Empreender mudanças em cinco passos
No seu último livro Design Estratégico (editora Altabooks), Coutinho traz cinco características necessárias para as pessoas que querem empreender mudanças
1ª é a desobediência responsável, que é basicamente o hackeamento dos sistemas e corporações, talvez o melhor exemplo recente é o Elon Musk com a Space X, que hackeou o monopólio da Nasa e conseguiu fazer mais, melhor e mais barato em apenas 10 anos – se você ficar muito focado nas regras atuais não faz nada, por isso o hacker busca caminhos mais curtos, quebrando regras, ou lança sua inovação junto com a regra, como é o caso do drone de delivery da Amazon, em 2012 não existia legislação de espaço aéreo para drones, nem por isso Jeff Bezos deixou de ir adiante com o projeto – tem também a entrada do Uber nas cidades “sem pedir permissão”, eles apenas liberaram a plataforma para os passageiros e saíram cadastrando os motoristas, dois ou três anos depois, como aconteceu no município de São Paulo, as cidades resolvem regulamentar o aplicativo.
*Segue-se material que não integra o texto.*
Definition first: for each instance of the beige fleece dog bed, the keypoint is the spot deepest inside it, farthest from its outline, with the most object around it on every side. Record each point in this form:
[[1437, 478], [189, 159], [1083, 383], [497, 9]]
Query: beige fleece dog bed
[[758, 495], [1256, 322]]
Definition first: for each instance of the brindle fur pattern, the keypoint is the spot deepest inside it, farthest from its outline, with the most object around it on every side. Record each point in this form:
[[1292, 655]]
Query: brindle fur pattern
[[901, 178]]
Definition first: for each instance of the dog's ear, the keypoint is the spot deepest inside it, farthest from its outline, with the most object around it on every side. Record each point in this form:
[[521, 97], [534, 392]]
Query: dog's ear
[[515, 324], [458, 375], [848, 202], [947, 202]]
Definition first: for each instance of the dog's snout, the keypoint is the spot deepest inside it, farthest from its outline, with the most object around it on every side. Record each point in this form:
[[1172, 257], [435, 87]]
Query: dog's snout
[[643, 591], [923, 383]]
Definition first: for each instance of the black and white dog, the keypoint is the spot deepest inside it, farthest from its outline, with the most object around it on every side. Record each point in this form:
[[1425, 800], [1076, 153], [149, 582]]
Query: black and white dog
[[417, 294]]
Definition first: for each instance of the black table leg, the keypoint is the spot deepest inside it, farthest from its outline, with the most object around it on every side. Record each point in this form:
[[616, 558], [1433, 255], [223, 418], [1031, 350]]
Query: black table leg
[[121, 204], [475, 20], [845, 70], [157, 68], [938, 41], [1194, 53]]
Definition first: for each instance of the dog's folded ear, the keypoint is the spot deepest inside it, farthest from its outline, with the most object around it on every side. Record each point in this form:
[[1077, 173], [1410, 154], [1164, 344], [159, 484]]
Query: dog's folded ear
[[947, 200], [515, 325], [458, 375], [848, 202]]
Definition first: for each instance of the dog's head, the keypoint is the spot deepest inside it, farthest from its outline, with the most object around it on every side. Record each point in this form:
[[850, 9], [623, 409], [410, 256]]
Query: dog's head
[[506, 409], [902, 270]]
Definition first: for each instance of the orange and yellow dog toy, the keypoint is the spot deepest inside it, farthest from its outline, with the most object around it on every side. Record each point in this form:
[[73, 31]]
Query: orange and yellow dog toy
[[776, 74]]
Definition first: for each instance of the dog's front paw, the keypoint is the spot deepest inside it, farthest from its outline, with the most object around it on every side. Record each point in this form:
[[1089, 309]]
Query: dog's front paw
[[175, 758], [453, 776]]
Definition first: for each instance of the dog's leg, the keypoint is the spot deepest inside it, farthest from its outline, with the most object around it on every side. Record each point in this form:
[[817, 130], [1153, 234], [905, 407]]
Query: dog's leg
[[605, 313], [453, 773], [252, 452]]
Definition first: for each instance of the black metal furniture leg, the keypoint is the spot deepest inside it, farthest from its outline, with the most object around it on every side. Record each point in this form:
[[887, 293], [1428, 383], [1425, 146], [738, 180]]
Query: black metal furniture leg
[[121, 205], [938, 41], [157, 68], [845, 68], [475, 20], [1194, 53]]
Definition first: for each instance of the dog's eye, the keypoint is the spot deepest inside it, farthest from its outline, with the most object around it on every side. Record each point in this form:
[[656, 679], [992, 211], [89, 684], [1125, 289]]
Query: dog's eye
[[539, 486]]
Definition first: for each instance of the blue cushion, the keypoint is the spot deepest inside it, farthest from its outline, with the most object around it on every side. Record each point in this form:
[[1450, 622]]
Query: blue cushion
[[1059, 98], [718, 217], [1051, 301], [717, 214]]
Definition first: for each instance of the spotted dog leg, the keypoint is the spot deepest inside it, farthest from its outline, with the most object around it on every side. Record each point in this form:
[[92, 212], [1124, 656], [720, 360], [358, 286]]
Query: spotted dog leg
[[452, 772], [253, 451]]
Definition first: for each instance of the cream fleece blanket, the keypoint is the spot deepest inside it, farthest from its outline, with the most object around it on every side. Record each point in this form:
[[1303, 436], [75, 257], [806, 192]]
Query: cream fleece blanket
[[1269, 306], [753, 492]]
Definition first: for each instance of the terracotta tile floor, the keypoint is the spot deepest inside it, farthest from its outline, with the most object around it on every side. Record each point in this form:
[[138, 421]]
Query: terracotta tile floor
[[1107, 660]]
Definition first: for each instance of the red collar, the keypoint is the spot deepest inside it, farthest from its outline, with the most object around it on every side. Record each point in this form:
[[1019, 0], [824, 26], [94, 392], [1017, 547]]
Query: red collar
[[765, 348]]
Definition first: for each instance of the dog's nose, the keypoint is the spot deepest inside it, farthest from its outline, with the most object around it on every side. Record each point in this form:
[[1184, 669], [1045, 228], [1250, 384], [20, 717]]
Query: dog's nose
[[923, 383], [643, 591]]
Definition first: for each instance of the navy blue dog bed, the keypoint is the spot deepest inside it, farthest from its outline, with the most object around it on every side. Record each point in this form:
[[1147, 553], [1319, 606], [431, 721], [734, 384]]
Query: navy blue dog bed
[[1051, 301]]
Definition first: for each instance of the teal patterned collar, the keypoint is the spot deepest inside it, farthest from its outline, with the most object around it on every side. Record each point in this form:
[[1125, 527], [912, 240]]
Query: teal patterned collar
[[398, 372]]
2ª é a perda aceitável, que é o limite do sacrifício, do risco envolvido do (intra)empreendedor neste processo;
3ª é a experimentação em série, você tem que trabalhar com um portfólio de experimentos e se for muito eficiente de cada 10 apostas, três vão dar muito certo;
4ª é articulação global em rede, buscar pessoas, tecnologias sem fronteiras (em qualquer lugar do planeta) e tratar as pessoas como parceiros e não como funcionários (a Imbev e a Starbucks chamam seus colaboradores de associados e não de empregados) isto faz toda a diferença;
5ª é o propósito com liberdade, você precisa imprimir uma visão de mundo em suas ações com autenticidade. Se a agenda de inovação e transformação é crucial para a sobrevivência de uma organização, o grande problema das corporações na atualidade é reter pessoas que pensam e agem desta forma. Normalmente, o executivo convencional não pensa e age assim então ou ele vai barrar pessoas, e estas pessoas vão embora, ou se ele não mudar será substituído por pessoas com este perfil.
Para concluir, neste cenário, os cuidados mais importantes ao olhar para o presente e o futuro, no curto, médio e longo prazo em termos de estratégias, Coutinho entende, que no:
Curto prazo: continua a máxima de que cash is king e, diante da crise econômica e desafios gerados pela pandemia, é preciso adaptar a organização, flexibilizando a estrutura e os contratos, tornando o modelo de negócio mais leve e menos dependente de ativos (sempre que possível), além de investir forte no digital.
Médio prazo: a empresa precisa reconfigurar o negócio tornando o modelo à prova de futuro, ou seja, ser resiliente diante de novas crises, que certamente vão surgir. Quando não for de saúde, será política, econômica ou ambiental, para quem duvidava do V.U.C.A. (acrônimo de volatilidade, incerteza, complexidade e ambíguo), estamos no meio da tempestade.
Longo prazo: é preciso realizar diversos experimentos de futuro, muitos deles fora do negócio principal, ou seja, empreender pensando em 5, 10 ou 15 anos adiante como forma de assegurar uma diversificação mínima, expansão do negócio principal e proteção do valor ao acionista e demais stakeholders.